Ich schaue mir selbst beim Navigieren zu, so wie ich Lisa (+2020), Claudia, Laura und Thomas, Anne und Sebastian, Ulla, Gaby, Michael, Babara und Karla und Johann (und Stephan Maria), Ernst (+2025) und Astrid, Frank (und Bärbel), Hans und Ruth, Rudi (+2025), Herbert und Uschi, Helga, Ann-Christin (und Jens), Kathrin (und ?) und so vielen anderen beim Navigieren zuschaue; so wie ich meinem Vater, meiner Mutter, meinem Bruder Willi und meiner Tante Annemie, der Schwester meines Vaters, so wie ich meinem Schwiegervater und so vielen anderen zugeschaut habe – von den allen ich weiß, dass sie auch mir zuschauen und zugeschaut haben.

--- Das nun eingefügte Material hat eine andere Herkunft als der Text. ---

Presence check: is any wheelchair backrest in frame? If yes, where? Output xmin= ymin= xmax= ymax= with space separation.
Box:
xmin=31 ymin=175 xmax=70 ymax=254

Manche Stromschnellen haben wir gemeinsam gemeistert, konnten sie nur gemeinsam meistern, an manchen Stromschnellen bin ich gekentert – und fast ertrunken. Doch noch treibt mein Boot auf dem See mit einem Ruder in meiner Hand. Ein bittersüßer Blick entsteht, wenn ich phantasiere, noch einmal Kind sein zu dürfen. Schaut noch einmal in eure Kindergesichter.
Dabei in jedem Erwachsenen, der einem begegnet, das Kindergesicht zu finden, das in ihm aufgehoben oder untergegangen ist, übt eine besondere Faszination aus – und wer weiß, vielleicht gehe ich sogar noch einmal ins Kino, um einen mörderischen Beobachter bei der (nicht all)täglichen Verrichtung seines Tagewerks zu beobachten.